Moving the Table of Contents in PDF Files
Moving the Table of Contents in PDF Files
Sometimes I need to move the table of contents generated by Groff to the front of a document. In this post I share a simple approach I take to solving this.
As I’m sure is the case for many of you reading this, I have spent quite a lot of time writing some fairly long and complicated documents. The majority of these documents are technical descriptions of projects I’ve worked on, such as graphics processors, garbage collectors, network processors, and a sadly aborted ISA. One thing that all these documents have in common is that their production looks a lot like how we produce software.
My typesetter of choice is typically troff (pronounced tee-roff), which was part of Bell Lab’s DWB for Unix. Whilst perhaps somewhat anachronistic, troff lives on in the form of GNU’s groff which still sees quite a bit of activity from the developers.
Quite often the production of these documents can be somewhat involved. It is not uncommon that
these productions have two pipelines: one that is a series of pre-processors that output the
language parsed by troff
, and a series of post-processors that typically work with the
PostScript output by troff
. Many of the pre-processors are those that users of troff will be
used to: pic
, tbl
, grap
, and so on. Post processors are usually fewer in number, and often
relate to processing graphics and imagery. The PostScript output is these days typically rendered to
PDF for distribution, and this rendering is typically performed by Ghostscript.
Typically, generating things like indices and tables of contents happens towards the end of
processing the input sources, usually by a series of incantations at the end of the last input. This
is often necessary, as the entire input needs to be parsed for us to gather up all the terms and
headings. In normal invocations of programs like pdfroff
, you can ask a macro package to move the
table of contents to another position in the document, however this is not always the case,
especially when involving more complicated build processes that are broken into stages. Because of
these staged builds, sometimes it is not possible for macro packages to relocate a generated table
of contents to a different location in the output. As an example of the discussion on this, see the
section on positioning the TOC in the documentation for the mom macro package.
Whilst it is possible to relocate the table of contents in the generated PostScript, it is somewhat harder to rework the embedded PDF instructions that are used to produce the final output. So, I typically leave the indices at the end of the output and then perform a final post-processing step on the output PDF files to move the table of contents to just after the cover page.
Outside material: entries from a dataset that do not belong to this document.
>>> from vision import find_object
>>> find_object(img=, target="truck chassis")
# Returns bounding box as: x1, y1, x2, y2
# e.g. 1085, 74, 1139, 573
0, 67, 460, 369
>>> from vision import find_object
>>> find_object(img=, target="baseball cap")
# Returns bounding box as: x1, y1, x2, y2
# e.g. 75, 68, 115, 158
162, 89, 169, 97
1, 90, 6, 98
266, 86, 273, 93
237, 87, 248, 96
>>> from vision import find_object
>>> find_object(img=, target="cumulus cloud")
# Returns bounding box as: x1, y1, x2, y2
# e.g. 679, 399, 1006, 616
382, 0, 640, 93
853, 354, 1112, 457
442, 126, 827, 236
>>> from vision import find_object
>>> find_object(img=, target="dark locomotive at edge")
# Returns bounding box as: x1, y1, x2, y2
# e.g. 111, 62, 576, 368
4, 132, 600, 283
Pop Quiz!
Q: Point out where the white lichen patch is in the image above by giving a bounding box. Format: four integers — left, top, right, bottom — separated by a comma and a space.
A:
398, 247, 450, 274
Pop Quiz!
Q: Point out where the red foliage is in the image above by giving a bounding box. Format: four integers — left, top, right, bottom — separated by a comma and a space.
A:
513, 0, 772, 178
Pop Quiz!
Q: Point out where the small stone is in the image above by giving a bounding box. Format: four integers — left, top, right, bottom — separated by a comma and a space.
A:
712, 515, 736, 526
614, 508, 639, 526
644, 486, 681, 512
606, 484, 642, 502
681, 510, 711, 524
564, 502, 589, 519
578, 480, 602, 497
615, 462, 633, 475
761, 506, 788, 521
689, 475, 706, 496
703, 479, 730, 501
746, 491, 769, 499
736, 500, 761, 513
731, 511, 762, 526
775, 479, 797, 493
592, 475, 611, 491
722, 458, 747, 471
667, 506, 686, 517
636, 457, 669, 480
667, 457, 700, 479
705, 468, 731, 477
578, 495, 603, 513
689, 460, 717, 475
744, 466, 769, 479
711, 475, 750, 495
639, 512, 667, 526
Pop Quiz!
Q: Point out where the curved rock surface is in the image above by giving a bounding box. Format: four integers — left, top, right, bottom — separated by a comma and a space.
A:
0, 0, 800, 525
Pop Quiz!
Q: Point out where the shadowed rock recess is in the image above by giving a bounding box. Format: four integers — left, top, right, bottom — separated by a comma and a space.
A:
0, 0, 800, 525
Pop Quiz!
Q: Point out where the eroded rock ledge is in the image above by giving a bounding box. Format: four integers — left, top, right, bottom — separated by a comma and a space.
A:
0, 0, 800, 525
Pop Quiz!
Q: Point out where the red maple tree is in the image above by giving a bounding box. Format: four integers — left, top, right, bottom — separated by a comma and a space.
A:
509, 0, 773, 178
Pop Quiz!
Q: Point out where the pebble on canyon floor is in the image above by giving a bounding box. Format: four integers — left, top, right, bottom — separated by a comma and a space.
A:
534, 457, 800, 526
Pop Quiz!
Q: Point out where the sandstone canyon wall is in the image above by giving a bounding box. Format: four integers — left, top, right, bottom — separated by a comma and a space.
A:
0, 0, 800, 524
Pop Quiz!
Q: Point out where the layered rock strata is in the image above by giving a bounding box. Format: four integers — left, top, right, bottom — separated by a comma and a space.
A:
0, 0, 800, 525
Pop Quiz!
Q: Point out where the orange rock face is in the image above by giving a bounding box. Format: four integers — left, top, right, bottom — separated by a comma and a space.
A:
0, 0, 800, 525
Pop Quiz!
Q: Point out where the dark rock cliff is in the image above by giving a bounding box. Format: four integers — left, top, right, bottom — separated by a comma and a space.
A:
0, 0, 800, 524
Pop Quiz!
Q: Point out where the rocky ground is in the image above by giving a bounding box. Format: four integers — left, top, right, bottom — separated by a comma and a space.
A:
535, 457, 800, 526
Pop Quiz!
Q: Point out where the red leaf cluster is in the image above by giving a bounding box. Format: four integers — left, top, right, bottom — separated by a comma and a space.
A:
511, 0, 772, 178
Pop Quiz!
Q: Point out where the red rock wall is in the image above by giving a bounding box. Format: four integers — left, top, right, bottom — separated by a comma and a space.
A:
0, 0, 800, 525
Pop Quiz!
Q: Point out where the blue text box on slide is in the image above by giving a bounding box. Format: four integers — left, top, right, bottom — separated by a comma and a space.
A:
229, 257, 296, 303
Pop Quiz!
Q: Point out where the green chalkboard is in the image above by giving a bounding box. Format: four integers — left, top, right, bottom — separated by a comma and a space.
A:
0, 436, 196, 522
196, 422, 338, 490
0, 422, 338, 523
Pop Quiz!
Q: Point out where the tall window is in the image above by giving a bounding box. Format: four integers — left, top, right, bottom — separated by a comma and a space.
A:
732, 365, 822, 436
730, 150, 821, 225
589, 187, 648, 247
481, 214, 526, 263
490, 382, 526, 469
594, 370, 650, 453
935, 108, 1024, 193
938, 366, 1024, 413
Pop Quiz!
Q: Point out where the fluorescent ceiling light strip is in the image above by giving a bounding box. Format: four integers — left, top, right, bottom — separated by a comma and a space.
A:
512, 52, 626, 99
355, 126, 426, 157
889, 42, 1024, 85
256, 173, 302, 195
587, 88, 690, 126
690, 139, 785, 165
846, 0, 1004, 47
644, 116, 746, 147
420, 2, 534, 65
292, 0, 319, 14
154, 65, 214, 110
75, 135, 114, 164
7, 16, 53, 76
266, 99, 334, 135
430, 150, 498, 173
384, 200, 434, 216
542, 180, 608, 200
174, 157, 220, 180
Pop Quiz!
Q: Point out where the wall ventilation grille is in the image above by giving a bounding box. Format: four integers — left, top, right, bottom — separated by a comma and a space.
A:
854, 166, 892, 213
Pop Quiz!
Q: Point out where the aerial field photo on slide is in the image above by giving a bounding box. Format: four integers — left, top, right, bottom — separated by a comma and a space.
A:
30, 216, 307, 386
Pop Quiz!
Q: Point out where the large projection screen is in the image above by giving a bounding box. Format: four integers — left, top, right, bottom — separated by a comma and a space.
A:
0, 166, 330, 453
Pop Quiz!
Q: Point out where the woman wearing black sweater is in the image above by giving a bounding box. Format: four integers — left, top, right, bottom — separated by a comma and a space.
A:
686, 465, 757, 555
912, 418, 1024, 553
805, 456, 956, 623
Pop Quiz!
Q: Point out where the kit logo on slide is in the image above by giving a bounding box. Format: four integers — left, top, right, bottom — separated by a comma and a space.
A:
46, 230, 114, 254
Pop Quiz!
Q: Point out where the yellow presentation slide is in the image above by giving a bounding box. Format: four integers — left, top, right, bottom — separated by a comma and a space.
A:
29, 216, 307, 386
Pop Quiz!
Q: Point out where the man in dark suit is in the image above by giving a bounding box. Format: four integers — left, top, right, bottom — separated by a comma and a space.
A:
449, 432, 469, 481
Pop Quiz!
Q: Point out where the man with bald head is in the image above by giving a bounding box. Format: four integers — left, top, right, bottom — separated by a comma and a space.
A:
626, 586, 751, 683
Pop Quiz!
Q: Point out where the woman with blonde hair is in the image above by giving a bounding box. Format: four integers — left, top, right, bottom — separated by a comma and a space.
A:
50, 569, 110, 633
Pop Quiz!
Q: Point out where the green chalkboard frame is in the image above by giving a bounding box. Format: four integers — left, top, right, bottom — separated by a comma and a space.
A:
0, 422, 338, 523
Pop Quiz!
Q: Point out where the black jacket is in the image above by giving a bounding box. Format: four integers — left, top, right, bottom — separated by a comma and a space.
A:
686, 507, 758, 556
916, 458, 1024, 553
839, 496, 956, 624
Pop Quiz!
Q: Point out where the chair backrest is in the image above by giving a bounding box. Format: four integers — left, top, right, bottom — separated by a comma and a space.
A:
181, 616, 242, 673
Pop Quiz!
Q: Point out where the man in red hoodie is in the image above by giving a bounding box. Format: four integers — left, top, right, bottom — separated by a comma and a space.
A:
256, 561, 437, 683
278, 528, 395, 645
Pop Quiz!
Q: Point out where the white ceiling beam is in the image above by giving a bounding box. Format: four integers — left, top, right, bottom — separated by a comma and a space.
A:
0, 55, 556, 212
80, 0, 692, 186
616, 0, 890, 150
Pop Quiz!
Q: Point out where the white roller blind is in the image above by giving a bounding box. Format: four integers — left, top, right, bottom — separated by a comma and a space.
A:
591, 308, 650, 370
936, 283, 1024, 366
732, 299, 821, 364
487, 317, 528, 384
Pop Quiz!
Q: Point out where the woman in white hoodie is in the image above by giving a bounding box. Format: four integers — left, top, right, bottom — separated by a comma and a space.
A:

To move the table of contents I typically use a short shell script with an accompanying AWK file. This script has largely remained unchanged for quite some time now, and primarily makes use of two tools:
pdfgrep
is used to find the start of the table of contents.pdftk
that is used to rearrange the pages and edit the bookmarks in the PDF.
The script and the sources for a demo PDF file can be found on GitHub.
The repository contains a Makefile
that uses groff
to create the demonstration PDF that is used
in the remainder of this post. Running make
in a clone of this repository will create a demo.pdf
that demonstrates the table of contents being moved just after the cover page.
The script starts with the usual shebang to invoke bash
and then reads the standard input into a
temporary file.
#!/bin/bash
# Read the PDF content from the standard input into a temporary file.
input=$(mktemp)
cat > "$input"
To move the table of contents from the end of a PDF document to just after the first page, the
script uses pdftk
, which has a rather useful cat
command that lets you reorganize the pages of a
PDF file using single pages and ranges of pages. For example, if we wanted to output the first page,
followed by pages ten through fifteen, then pages two through nine, we could use the following
command:
pdftk "$input" cat 1 10-15 2-9 output "$output"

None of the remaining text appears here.